Yes the technology has seemed to finally catch up enough to make UWB applications possible. As I said, time-domain.com has already built several devices including a set of stealth radios for the military. An even cooler device is a "localizer" being developed by a company called AetherWire. Sort of like your own personal GPS system. They already have working prototypes. aetherwire.com

"Kyle L. Webb" wrote:
>
> Christian Weisgerber wrote:
> >
> >
> > It's hard to pick out just what they are talking about among all the
> > idiot babble, but I suspect it's spread spectrum technology. The
> > military has been using that for, what, 40 years? I think the tombs in
> > the EE library at my university that deal with this stuff go 20+ years
> > back.
>
> Close, but not quite. I wondered when this would resurface. It is spread
> spec of a sort, but done because the Fourier frequency spectrum of an
> extremely short pulse is extremely broad. There was a flurry of interest
> in this in Av Week and some other military journals in the late
> 80s/early 90s.

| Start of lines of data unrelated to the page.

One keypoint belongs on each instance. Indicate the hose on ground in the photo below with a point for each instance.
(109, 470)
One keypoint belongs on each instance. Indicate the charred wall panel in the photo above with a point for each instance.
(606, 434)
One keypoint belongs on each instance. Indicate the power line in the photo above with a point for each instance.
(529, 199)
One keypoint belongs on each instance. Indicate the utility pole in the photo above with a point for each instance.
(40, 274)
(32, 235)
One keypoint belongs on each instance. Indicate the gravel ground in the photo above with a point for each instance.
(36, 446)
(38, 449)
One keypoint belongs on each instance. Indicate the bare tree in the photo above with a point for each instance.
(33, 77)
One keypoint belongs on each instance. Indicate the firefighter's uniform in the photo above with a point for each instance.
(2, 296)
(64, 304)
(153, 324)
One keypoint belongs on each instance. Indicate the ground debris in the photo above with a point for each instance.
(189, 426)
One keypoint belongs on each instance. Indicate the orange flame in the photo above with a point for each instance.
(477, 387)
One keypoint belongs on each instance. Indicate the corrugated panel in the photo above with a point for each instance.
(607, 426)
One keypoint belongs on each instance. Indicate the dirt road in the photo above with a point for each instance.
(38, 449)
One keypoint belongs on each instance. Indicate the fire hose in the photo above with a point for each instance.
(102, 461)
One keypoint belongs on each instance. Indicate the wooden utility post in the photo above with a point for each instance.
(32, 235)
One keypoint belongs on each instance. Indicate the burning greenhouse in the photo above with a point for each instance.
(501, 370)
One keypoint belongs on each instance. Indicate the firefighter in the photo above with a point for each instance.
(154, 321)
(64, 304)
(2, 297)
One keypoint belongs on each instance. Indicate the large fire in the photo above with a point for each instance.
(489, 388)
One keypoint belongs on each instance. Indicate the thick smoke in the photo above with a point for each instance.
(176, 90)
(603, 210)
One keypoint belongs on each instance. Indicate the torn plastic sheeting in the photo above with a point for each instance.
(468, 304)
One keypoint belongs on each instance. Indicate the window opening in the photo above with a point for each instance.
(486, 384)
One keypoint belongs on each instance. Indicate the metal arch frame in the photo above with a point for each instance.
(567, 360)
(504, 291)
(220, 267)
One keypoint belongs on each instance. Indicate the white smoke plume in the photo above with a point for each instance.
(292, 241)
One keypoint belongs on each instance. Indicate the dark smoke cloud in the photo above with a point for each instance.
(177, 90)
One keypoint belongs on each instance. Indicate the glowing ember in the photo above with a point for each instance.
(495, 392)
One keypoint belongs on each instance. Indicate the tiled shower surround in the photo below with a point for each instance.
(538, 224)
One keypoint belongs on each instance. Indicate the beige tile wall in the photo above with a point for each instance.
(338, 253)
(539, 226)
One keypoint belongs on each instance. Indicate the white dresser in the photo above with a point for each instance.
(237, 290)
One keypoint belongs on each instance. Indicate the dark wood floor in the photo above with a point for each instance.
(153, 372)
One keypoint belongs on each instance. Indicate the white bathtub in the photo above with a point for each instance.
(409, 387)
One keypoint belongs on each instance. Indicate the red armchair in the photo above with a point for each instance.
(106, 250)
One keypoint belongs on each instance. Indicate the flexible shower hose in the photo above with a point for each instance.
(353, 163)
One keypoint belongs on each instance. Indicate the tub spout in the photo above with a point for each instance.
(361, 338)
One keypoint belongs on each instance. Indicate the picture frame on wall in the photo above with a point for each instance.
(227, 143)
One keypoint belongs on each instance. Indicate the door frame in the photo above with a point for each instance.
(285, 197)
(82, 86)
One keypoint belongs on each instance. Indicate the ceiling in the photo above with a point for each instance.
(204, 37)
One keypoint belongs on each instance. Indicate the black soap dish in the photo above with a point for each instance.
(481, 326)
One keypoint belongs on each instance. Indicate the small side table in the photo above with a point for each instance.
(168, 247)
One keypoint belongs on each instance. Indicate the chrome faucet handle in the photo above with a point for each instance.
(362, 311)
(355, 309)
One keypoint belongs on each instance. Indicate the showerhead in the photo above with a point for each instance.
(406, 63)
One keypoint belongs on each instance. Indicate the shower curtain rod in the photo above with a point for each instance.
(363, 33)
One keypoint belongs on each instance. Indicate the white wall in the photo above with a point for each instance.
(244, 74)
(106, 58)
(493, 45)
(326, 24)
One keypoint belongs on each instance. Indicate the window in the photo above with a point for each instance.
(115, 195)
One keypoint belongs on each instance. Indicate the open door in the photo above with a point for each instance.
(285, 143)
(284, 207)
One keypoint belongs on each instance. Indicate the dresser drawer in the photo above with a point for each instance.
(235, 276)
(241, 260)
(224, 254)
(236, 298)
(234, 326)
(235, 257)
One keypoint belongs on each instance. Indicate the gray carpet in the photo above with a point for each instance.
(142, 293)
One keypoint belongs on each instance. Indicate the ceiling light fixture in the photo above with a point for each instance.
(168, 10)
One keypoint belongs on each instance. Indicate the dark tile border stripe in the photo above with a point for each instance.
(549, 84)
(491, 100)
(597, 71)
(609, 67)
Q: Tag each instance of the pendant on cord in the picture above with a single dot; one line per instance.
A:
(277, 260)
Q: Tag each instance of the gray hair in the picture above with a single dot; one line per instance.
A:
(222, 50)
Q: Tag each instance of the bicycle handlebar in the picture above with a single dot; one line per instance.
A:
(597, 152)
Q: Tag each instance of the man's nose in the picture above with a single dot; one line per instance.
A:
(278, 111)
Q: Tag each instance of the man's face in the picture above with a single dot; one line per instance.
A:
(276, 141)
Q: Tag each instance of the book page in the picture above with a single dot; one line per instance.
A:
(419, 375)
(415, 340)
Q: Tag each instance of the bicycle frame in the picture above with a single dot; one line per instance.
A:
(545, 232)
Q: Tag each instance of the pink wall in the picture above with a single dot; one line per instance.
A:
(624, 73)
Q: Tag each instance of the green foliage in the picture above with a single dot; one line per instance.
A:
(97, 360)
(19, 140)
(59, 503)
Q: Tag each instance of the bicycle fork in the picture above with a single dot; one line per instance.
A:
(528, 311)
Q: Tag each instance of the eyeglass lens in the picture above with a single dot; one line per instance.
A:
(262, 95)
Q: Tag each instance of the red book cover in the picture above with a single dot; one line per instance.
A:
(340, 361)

There was talk of it not panning out on one hand because
> the technology just wasn't quite there (which is my leaning), and on the
> other hand that funding was curtailed because at that time partly
> because of concern that the extremely wide band of frequency emitted by
> a pulse radar could detect a conventionally stealthed aircraft (The
> conspiracy side of it, that I had doubts about). In any case it vanished
> for some years, but the article indicates that the high frequency SiGe
> transistor technology that IBM among others has been developing may make
> it viable now by allowing the tight timing limits needed.
> Another interesting idea that came out about the same time was some
> surface acoustic wave delay line signal processing systems done by EDI
> that also promised some pretty amazing radar advances (don't they
> always? ;). Looked quite interesting, though, again, the technology
> didn't look like it was quite there, and it slipped back out of sight. I
> rather wonder what happened to that bunch. I'll check up on them again
> in a month or so when I move back to the Urbana area (where they were
> based).
>
> Kyle L. Webb

-- 
"Knowing the path is not the same as walking it."